Real estate agents can charge buyers and sellers for their services. The home buyer or seller typically pays the fee at closing, but some states allow for it to be split between both parties.

Title insurance

Title insurance is a type of insurance that protects against loss resulting from defects in the title to real estate. Title insurance policies vary depending on the property and company you choose. It generally costs between 0.5% and 1% of the purchase price, depending on your location and whether you have any unique features or conditions that may increase your risk of loss (for example, if you’re buying an older home).
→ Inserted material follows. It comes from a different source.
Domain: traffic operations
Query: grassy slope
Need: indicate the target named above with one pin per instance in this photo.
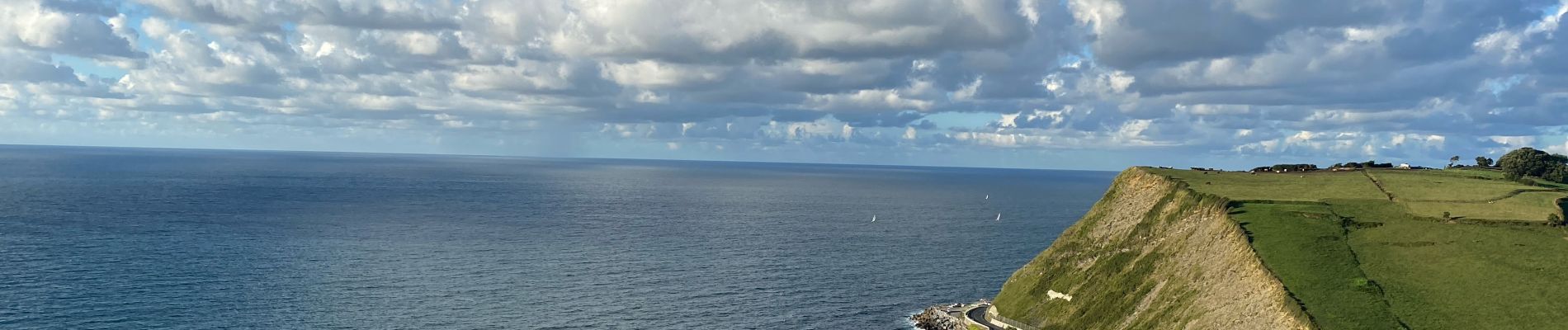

The main thing to remember when purchasing a title insurance policy is that it protects you against loss due to defects in the title (such as unpaid taxes), not just theft or fraud by sellers.

Attorney’s fees (if applicable)

The fee structure for attorneys can vary from state to state and from one firm to another. In some states, attorneys charge flat fees while others can charge an hourly rate. Also, the complexity of your purchase can make a difference in the cost of the fees.

When purchasing a property it is a good idea to consider having an attorney to help. An attorney can negotiate the best deal, ensure all contract terms are met, and avoid problems that could arise after closing. Property taxes that were due before you bought the home.

Property Taxes

Property taxes are a percentage of the value of your property. They’re usually paid to the county in which your home is located, and they’re generally payable monthly, quarterly, or annually. Your county assessor’s office will determine how much you’ll owe based on two factors: 

1) How much your property is worth. 

2) What percentage of that value you’ll be paying each month.

The amount of money you pay can fluctuate significantly from year to year if there’s been a significant change in market values for properties within that jurisdiction.

Closing costs might seem like a hassle at first but they’re part of the closing process. This means that they can’t be avoided completely, so your best bet would be to work with your lender to keep them down so that they don’t hinder your ability to get into a new home.

Conclusion 

Ultimately, whether you are a first-time buyer or an experienced one, understanding how the loan amount and the purchase price work as well as how each affects the other will help you know what to expect in your case should you be purchasing a property. With all the different costs involved with purchasing a property, it is easy to get confused. Please feel free to reach out to us by giving us a call at (786) 475-7691 as one of our lending experts will be available to help.

We hope we have provided you with some insights into how the loan amount and the purchase price differ and how you can use them to your advantage when buying that much-awaited house!